The same as I did on the sock. I analyzed in the positive ion mode doing both the daughter spectrum of 293 looking at the 160 ion in the full daughter spectrum.
And is this an attempt by you to determine whether or not you can find the daughter 160 ion?
Now, how do you account for the random peaks that you--the jagged peaks below the one larger peak?
Now, the fact that you see that electrical noise and in addition to that one peak, what does that tell you about the strength of the signal for the 160 daughter ion?
Well, it's closer to the noise level or becoming very close to the noise level in the instrument.
And showing you 544-B. Is this an attempt by you to see if you can find the full daughter spectrum, that is the 132 as well as the 160, in the rear gate stain?
And are you able to identify anything that would allow you--are you able to identify the full daughter spectrum in the rear gate bloodstain?
Well, there's several possibilities. One is that it's not EDTA. Another would be that it's below my detectable limit.
Well, the graph is just strictly instrumental noise. There's no signal that's recognizable above the noise level.

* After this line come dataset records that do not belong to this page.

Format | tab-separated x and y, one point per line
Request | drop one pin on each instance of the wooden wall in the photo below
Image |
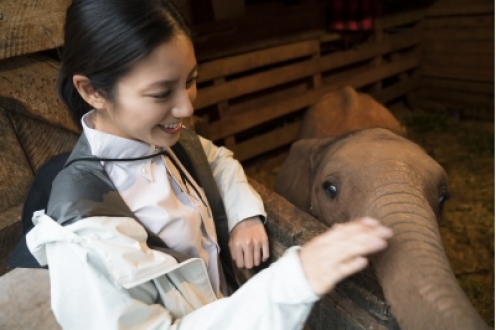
458	58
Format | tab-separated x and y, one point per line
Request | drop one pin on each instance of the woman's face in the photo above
153	98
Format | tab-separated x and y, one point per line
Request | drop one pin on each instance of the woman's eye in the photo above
162	95
190	82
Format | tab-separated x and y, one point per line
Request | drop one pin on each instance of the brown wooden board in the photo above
31	26
366	51
463	98
461	34
27	86
458	21
459	47
458	85
40	140
402	18
460	60
442	8
266	142
244	62
259	81
461	73
15	172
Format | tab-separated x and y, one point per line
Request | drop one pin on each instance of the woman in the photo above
128	78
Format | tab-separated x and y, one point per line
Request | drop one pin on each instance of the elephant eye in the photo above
443	197
330	189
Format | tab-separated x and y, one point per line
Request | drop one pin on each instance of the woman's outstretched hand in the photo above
249	243
339	252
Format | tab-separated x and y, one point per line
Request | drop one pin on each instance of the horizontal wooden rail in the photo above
240	63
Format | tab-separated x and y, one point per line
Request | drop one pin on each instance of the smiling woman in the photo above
146	219
150	100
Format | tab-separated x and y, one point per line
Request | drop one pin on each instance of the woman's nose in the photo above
184	104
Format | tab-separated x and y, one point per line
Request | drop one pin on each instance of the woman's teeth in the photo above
171	125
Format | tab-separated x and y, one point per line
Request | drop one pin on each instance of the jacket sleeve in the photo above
104	277
240	199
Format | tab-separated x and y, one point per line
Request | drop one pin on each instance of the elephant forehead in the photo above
378	149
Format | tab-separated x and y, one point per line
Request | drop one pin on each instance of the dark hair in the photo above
104	38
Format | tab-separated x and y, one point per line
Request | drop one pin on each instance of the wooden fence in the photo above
252	102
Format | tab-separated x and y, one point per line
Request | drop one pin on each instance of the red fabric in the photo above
352	15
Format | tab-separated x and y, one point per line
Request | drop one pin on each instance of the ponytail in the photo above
103	39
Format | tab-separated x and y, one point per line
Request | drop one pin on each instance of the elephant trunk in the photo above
414	271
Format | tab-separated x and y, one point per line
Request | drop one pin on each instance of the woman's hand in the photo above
339	252
249	243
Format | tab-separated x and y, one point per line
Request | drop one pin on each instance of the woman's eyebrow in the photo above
166	82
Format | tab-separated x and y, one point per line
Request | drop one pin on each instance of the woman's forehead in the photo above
171	60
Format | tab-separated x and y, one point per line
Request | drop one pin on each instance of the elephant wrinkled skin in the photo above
377	173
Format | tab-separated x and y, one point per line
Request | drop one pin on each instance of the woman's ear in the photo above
88	92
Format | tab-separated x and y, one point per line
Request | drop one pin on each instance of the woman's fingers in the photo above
340	252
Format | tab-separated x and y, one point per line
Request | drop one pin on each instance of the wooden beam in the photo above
397	90
27	86
460	9
459	47
362	77
479	34
369	50
457	22
31	26
266	142
402	18
244	62
458	85
458	97
456	60
460	73
256	82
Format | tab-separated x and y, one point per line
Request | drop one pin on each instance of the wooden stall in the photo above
257	76
458	59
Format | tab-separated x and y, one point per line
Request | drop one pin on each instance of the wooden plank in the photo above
31	26
460	9
397	90
460	47
467	98
267	142
466	60
362	77
369	50
269	99
283	106
458	85
257	116
242	86
402	18
480	34
457	22
244	62
449	107
460	73
30	81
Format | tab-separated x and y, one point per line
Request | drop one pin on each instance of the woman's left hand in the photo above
249	243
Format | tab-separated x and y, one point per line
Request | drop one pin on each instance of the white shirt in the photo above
154	192
103	275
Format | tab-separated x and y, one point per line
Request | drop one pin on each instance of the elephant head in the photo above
377	173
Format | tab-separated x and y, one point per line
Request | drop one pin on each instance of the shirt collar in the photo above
104	145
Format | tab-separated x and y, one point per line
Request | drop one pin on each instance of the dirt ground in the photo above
465	148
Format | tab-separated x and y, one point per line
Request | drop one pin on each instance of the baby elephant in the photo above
378	173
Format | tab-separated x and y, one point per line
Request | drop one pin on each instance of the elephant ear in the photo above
296	175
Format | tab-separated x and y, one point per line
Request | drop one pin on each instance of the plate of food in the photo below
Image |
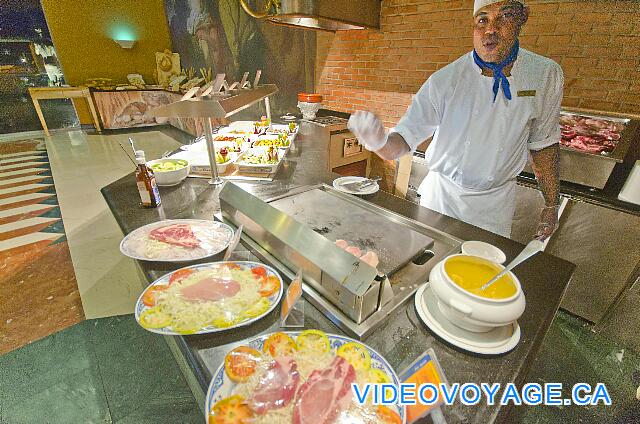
208	298
177	240
259	160
355	185
299	377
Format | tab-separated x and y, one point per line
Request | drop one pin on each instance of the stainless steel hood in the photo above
327	15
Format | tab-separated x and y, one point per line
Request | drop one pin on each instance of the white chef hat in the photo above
479	4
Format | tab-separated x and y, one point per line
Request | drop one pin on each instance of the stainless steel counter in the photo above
402	337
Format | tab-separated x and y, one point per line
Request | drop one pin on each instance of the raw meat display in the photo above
590	135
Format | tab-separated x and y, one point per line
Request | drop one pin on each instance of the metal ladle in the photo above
529	250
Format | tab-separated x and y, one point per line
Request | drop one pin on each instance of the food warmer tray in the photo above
355	296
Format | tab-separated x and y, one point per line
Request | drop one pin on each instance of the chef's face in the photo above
496	28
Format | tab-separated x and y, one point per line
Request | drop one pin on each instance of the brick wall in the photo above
597	43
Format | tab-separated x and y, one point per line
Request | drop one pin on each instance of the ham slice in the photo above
325	394
210	290
370	258
276	387
176	234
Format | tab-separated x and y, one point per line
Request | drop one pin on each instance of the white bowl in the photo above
484	250
309	110
170	178
470	312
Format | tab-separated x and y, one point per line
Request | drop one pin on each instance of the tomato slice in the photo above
279	344
231	410
259	271
241	363
356	354
155	318
386	415
180	275
269	286
313	341
149	296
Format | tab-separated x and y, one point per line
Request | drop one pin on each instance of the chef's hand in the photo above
548	222
368	130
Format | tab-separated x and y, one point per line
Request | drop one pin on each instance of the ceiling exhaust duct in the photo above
326	15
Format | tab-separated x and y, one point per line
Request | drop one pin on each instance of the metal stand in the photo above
211	152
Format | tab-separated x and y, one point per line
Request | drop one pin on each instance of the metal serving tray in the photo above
589	169
348	291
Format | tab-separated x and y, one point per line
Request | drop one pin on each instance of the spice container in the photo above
146	182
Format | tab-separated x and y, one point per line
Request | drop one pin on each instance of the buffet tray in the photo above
620	151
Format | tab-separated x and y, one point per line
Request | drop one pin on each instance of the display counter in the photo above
402	337
121	109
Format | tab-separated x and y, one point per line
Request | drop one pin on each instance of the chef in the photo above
487	112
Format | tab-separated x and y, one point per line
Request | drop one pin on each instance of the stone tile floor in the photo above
109	370
104	370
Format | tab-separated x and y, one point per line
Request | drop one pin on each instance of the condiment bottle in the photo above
146	181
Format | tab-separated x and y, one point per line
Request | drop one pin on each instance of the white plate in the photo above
495	342
221	386
274	299
215	237
338	182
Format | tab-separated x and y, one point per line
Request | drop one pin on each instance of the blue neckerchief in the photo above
497	71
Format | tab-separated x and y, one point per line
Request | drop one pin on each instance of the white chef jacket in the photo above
478	146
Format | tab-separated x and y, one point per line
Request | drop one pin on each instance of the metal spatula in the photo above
529	250
359	185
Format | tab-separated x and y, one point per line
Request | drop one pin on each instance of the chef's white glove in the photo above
368	129
548	222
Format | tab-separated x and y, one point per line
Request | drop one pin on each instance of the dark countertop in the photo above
608	196
403	337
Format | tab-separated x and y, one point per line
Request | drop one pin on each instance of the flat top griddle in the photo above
336	218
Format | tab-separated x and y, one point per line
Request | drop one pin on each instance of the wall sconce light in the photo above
125	44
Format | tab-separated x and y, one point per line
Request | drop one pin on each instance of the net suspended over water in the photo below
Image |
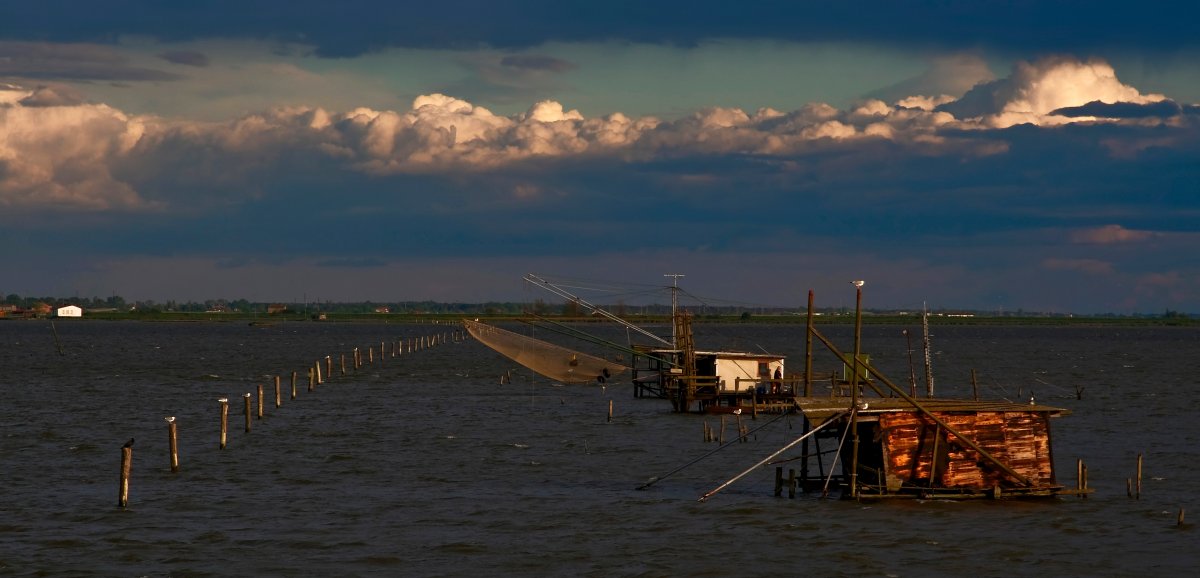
547	359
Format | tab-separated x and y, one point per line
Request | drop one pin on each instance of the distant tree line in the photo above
538	307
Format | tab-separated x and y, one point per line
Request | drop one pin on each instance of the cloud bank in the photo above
1056	170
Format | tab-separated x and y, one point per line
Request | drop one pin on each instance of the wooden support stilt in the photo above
123	495
173	443
225	420
247	411
1138	494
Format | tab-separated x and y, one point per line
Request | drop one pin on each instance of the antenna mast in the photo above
675	308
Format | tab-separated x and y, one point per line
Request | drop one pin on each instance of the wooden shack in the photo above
936	447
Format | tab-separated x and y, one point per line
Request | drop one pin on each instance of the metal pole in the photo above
808	353
853	390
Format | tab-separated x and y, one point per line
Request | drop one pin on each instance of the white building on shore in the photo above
70	311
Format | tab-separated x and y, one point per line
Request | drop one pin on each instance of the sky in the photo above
995	156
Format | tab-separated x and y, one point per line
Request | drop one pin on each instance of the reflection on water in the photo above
427	465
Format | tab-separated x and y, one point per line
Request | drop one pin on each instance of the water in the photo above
427	465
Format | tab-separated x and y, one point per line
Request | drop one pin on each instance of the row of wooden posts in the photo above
316	377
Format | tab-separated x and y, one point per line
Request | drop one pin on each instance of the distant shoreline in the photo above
455	318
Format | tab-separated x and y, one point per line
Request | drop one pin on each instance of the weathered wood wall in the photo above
1019	439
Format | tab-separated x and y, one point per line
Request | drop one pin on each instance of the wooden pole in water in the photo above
808	351
247	411
123	497
1085	482
1138	495
173	443
853	390
225	420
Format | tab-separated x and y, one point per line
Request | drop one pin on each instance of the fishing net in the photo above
547	359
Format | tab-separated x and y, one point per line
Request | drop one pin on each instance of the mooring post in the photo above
1085	482
173	443
225	420
123	497
1138	495
247	410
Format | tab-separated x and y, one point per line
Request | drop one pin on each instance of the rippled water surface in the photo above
426	464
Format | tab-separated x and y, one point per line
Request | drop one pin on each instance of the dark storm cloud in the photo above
1159	109
354	26
186	58
39	60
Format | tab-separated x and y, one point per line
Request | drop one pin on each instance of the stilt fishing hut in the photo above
894	445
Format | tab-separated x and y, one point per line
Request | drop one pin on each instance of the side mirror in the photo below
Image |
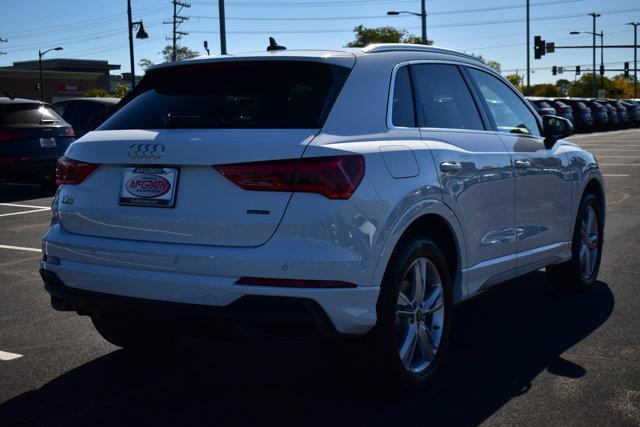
555	128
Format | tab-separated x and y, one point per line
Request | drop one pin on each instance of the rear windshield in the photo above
27	114
236	95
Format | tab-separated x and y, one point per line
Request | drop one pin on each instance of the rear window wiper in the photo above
175	120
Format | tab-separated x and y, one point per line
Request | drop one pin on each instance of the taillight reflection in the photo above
72	172
335	177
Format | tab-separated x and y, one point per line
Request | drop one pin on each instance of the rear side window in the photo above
403	113
444	98
509	112
236	95
27	114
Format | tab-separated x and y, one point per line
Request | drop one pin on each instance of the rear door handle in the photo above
522	163
450	166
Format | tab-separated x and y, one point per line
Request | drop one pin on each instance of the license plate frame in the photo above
46	143
144	186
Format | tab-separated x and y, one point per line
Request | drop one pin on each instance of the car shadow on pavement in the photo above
503	340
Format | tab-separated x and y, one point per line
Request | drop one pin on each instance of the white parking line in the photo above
20	248
24	212
6	356
25	206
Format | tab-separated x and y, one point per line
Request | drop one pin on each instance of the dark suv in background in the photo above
582	116
32	139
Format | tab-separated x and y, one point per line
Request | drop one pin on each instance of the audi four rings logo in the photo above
146	151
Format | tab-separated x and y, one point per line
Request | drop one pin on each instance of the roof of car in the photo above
5	101
99	100
345	56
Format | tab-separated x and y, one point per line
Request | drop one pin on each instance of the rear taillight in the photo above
72	172
334	177
10	135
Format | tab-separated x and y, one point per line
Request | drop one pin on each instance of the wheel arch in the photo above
435	220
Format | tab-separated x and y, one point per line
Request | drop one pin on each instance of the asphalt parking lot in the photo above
522	353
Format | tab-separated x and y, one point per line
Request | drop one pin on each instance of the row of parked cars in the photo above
34	134
588	114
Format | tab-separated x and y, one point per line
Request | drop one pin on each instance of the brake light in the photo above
72	172
9	135
334	177
293	283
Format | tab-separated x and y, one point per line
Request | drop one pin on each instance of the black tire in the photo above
387	367
128	337
567	277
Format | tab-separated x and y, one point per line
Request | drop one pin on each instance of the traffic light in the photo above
538	47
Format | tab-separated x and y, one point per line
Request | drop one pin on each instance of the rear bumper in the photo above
254	316
197	276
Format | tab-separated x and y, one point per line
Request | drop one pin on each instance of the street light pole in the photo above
223	31
423	18
40	55
593	79
130	27
635	58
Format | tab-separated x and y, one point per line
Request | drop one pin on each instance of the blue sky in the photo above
493	28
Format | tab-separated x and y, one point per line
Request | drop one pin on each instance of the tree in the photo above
96	93
365	36
121	90
563	86
182	53
546	89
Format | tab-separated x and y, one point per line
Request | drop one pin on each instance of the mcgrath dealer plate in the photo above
148	186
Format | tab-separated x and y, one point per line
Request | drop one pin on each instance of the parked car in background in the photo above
598	113
612	111
32	139
84	114
633	111
582	118
562	109
541	106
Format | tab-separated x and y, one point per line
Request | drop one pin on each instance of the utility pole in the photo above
528	88
635	58
223	30
423	17
175	22
593	77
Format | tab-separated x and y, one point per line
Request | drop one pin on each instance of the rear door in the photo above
543	177
184	120
474	168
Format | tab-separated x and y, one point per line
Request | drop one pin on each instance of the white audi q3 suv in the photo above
348	193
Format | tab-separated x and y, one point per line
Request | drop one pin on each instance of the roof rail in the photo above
390	47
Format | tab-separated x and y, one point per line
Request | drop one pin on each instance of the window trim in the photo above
481	111
529	107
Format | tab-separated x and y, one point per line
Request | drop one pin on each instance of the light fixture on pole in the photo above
141	34
40	55
635	58
422	15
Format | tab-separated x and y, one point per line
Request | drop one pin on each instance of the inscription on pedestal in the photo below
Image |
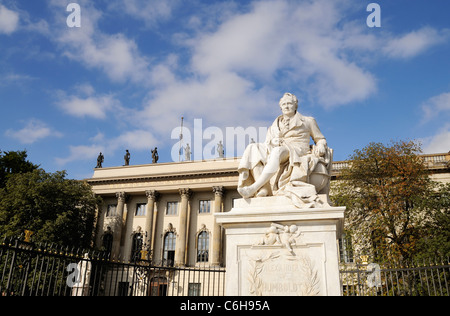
268	272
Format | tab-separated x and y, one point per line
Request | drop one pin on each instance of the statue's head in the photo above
289	97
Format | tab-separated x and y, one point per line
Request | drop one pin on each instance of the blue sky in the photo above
124	79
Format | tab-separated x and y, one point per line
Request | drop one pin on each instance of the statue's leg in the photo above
276	157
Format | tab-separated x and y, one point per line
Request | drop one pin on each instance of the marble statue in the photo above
220	149
155	155
127	158
100	160
187	153
286	164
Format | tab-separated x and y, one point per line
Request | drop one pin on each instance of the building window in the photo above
205	207
169	249
172	208
194	289
203	247
136	248
345	249
141	210
111	210
107	242
123	288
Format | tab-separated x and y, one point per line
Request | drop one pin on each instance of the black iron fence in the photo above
27	269
413	278
46	270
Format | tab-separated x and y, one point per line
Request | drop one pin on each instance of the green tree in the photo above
13	162
56	209
390	200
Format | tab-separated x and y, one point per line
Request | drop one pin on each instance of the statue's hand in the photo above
276	141
244	174
320	150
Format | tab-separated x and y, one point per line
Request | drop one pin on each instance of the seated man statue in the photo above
286	164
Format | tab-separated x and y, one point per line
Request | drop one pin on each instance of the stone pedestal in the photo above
276	249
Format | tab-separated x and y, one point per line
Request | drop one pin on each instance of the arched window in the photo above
203	247
169	249
107	243
136	247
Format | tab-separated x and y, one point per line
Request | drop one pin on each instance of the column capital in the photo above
219	190
152	194
186	192
122	196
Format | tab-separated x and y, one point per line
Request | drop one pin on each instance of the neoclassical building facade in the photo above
168	209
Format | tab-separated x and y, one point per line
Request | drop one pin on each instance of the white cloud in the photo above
414	43
133	140
115	54
80	153
86	104
436	105
95	107
244	65
439	143
149	11
9	20
33	131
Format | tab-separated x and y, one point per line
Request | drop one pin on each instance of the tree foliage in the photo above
391	201
13	162
56	209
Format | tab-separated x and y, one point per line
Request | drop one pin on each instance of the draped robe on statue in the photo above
292	178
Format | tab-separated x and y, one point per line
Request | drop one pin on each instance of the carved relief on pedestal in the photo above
280	265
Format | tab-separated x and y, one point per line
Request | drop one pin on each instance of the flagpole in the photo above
181	139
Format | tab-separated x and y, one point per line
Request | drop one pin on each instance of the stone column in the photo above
180	252
118	225
152	197
99	226
217	230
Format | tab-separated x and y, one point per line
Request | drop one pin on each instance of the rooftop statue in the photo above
286	164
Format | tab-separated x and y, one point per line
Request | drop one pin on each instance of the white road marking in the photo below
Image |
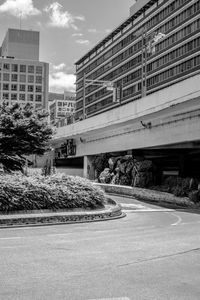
121	298
134	206
178	221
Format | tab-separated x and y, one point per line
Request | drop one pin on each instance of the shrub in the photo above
19	192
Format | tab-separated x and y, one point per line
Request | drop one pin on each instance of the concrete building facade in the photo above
154	56
157	46
61	108
23	78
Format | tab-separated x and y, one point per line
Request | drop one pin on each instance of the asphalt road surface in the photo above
152	253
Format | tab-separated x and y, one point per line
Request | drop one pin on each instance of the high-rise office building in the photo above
23	78
155	47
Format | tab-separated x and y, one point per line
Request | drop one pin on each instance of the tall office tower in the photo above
155	47
23	78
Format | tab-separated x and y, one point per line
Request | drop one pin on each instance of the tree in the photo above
23	131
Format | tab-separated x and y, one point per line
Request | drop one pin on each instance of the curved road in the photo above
152	253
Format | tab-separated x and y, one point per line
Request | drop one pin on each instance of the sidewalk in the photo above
39	218
150	196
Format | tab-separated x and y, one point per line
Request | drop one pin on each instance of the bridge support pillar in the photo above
88	170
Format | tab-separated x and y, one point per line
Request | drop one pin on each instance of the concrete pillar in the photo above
88	169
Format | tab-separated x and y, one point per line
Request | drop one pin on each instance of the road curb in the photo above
58	218
147	195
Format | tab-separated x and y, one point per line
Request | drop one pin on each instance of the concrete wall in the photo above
21	44
170	112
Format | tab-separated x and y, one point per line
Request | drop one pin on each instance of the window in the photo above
30	78
6	77
13	87
30	97
14	77
38	79
30	88
23	68
22	97
13	96
22	78
30	69
6	66
5	86
22	88
5	96
38	88
38	98
39	70
14	68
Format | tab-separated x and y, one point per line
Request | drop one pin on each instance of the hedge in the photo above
18	192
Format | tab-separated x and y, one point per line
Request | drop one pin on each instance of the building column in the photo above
88	169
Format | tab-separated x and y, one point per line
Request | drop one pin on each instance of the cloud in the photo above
77	34
92	30
59	67
60	18
60	81
19	8
83	42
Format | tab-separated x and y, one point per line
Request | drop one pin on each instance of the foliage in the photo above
23	131
18	192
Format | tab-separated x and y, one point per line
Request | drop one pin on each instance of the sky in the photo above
68	30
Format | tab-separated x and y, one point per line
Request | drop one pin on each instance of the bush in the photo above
18	192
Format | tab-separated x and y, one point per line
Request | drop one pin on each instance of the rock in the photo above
106	176
194	196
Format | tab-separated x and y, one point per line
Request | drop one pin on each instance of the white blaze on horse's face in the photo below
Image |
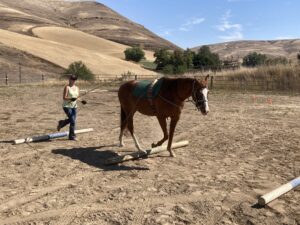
205	98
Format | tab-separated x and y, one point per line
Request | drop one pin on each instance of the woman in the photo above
70	96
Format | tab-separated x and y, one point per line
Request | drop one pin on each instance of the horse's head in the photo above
199	95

And if there was 132 daughter below your detectable limit, could it have come from an EDTA test tube?
And based on the findings in the last two charts, sir, a and B, 544-A and B, on the rear gate stain, is there a full daughter spectrum?
Would you identify the substance found in the blood on the rear gate as EDTA based on that finding?
The K68, meaning the blood taken from the test tube containing Mr. Simpson's blood?
And in this case, you applied the blood taken from his test tube, his blood, EDTA blood onto the cotton swatch for the rear gate?
And showing you 544-D, did you then make an attempt to determine whether you could find the full daughter spectrum on the known stands, that is the cotton swatch on which you placed the reference blood from Mr. Simpson?
And showing you 544-D, can you tell us whether or not you were able to detect the full daughter spectrum based on the results on this graph?
Well, if--clearly seeing that the ions 132, 160 and 293 are all ions that come out approximately 30 scans that are all above the noise level.
I'm going to show you--all right. Those are the results of your testing of the cotton swatch on which you put the blood from the reference tube of Mr. Simpson, correct?
And based on these results, would you identify the substance found in his blood as EDTA?
All right. And then contrasting those--contrasting those results, sir, from the known--the blood that we know to have been taken from a reference tube containing EDTA, here we have the results of the blood recovered from the rear gate, the evidence blood. Based on the results in these graphs, sir, would you identify the substance--would you identify that a full daughter spectrum has been obtained?
And based on that fact, sir, and on the results shown in these graphs, would you identify the substance found in the blood on the rear gate as EDTA that came from a preserved blood tube?
Did you generate a graph to illustrate the results of all of the testing that you conducted on the 22nd?
Well, the--some of the results, not all of them. I didn't include the blanks, but most of the results. Some of them.
Can you interpret for us the results--soon as we can see them--shown in this graph that's been marked as People's 545?
The two blood samples, K67 and K68, which I prepared and placed on the sock and a cotton swatch, clearly demonstrate that EDTA is present in these samples. This is the amount that we would want to find in the sock and on the gate if we were to say that it came from preserved blood. But as you can see, the sock and the gate gave a very minimal response for this particular ion of EDTA. In my opinion, EDTA from preserved blood is not present on the sock and the gate. These stains did not come from preserved blood.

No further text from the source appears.